Posted by SR on October 15, 2004
In Reply to: Personal warmth posted by Lewis on October 15, 2004
: : It's Friday afternoon, and I got an emergency call to join the guys at the pub - as you do. So I just got changed and I was selecting an appropriate perfume to wear. My partner was wondering what the methodology was behind the selection.
: : I told him it was based on my mood, what I was wearing and the weather. I said, because it's cool, I need something that smells warm.
: : He found the concept of smelling warmth a bit difficult to handle.
: : Can anyone assist me to explain this concept? And can anyone think of any other ways to describe mixed sensations?
: you probably need to educate your fella that he has 5 senses. smell is often neglected, but used much more than we realise.
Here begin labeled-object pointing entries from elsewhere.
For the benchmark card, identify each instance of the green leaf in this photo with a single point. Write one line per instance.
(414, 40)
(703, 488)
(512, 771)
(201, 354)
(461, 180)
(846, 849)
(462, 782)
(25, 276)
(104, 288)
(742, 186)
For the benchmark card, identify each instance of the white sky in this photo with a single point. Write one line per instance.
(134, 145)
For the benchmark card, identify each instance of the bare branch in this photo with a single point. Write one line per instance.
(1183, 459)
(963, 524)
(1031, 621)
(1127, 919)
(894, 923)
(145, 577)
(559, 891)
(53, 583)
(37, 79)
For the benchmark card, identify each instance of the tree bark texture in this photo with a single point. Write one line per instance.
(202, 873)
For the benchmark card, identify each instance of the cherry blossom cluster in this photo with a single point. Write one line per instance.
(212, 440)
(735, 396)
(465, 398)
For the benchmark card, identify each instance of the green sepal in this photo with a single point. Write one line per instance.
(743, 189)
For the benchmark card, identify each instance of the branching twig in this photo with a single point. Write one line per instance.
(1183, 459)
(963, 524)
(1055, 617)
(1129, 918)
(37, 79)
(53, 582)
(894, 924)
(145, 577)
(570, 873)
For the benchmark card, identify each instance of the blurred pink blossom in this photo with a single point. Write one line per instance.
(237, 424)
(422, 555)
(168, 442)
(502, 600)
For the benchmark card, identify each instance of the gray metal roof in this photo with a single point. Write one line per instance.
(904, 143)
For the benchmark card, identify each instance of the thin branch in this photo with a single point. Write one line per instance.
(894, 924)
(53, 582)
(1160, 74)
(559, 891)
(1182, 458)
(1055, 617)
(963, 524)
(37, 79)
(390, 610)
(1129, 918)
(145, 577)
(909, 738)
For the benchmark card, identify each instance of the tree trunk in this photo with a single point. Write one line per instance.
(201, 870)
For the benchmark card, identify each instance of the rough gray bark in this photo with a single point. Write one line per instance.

I became much more sensitive to odour/scent when I started to think about it - I am interested in food, wine and alcoholic beverage (how unusual!) - and I write about beer. to do that, I needed to think and articulate about the smells - the 'notes' of drinks.
: smell is like sound - a chord in music is made up of different notes and the comparison is used by perfumiers.
: Convince the guy that scent is like adding an ingredient to a dish - it is difficult to describe how you know what goes - it might be a contrast to something else or to match up with something else. as him to try to think what else it might smell like - that helps improve the vocabulary for future articulation.
: you could say that something smells "warm" because it shares 'notes' with other scents that occur when it is warm or from warm surroundings - for example, if in cold weather you have mulled wine - cinnamon and cloves might smell 'warm' to you - or if you sit by a particular tree in the garden, the scent of that blossom is associated with 'warmth'.
: if you want to distract him, you could always talk about intimite scents!
: Mmm - the scent of a woman!
Scent is like the frame. We are the picture. Scent conveys a great deal of information on how we see ourselves and how we want others to see us.